Erin McCann, a SEDL Research and Evaluation program associate, is working with the Georgia Department of Education to develop a plan for evaluating the implementation and impact of Thinking Maps. With McCann's guidance, the group has outlined short-term, intermediate, and long-term outcomes. Because the schools have just begun using Thinking Maps, current evaluation efforts are assessing the degree to which teachers and students are using them. The State Department of Education is in the process of launching an online survey for teachers, administrators, school coaches, and state directors as one of the first steps in the evaluation. In August, McCann will help the department develop a plan for evaluating the impact of Thinking Maps. The evaluation will assess long-term outcomes, including improvement in students' classroom grades and standardized test performance. It will also look at whether there has been a long-term change in the culture of each school, with staff and students using the common verbal and visual languages supported by Thinking Maps.

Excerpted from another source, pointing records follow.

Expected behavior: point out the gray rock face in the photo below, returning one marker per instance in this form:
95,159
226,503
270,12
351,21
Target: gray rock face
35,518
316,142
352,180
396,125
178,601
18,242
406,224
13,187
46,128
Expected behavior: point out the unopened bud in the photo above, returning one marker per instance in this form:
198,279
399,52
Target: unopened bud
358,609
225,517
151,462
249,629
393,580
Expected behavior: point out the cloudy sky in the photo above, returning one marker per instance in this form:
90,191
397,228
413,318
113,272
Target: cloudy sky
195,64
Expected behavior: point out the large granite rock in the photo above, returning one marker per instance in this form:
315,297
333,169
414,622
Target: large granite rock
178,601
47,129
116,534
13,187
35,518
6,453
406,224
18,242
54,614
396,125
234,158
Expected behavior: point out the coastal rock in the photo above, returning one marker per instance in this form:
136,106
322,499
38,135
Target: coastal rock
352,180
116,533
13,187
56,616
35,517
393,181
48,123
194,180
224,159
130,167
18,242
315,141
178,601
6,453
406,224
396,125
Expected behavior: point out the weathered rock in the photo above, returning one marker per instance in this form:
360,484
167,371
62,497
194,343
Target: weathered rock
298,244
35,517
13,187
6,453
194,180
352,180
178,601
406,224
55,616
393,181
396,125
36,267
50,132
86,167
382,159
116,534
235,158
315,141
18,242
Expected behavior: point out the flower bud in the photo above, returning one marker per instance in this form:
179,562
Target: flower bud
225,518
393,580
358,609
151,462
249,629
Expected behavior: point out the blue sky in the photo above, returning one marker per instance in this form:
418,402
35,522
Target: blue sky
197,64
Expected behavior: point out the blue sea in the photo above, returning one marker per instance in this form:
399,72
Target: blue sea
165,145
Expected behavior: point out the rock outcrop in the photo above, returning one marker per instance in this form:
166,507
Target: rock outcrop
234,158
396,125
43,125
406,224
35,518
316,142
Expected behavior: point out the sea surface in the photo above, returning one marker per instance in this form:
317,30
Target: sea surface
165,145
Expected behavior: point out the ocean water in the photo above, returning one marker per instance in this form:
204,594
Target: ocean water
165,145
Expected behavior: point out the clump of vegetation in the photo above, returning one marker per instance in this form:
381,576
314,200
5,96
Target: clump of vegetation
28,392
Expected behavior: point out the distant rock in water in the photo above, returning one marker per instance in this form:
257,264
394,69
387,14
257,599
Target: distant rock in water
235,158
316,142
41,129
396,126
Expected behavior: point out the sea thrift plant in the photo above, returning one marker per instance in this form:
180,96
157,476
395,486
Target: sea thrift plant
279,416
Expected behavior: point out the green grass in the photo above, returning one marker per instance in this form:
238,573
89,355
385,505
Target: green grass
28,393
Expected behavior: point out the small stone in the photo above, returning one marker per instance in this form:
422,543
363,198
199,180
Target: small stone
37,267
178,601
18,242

A Plan for Lasting Improvement
Newman hopes that Thinking Maps and the other strategies Elder has adopted will have both short- and long-term benefits. If Elder meets academic benchmarks for the second year in a row, the school will leave Needs Improvement status. Newman will then move on to work with other schools. He expects the strategies adopted at Elder to outlast him, though. "Building capacity is exactly what we try to do," says Newman of the state directors' work. "We bring in initiatives and show them working, like Thinking Maps, monitoring student attendance, student data on testing, formative and summative assessment. All of these strategies should become part of the environment by the time I leave."
Last year, students at Elder Middle School surpassed the math achievement benchmarks set for the state assessment. As this school year draws to a close, staff have high expectations. It is too early to know if they have met academic goals, but they have enjoyed small successes and adopted strategies— such as Thinking Maps—that they hope will bring about long-term improvement.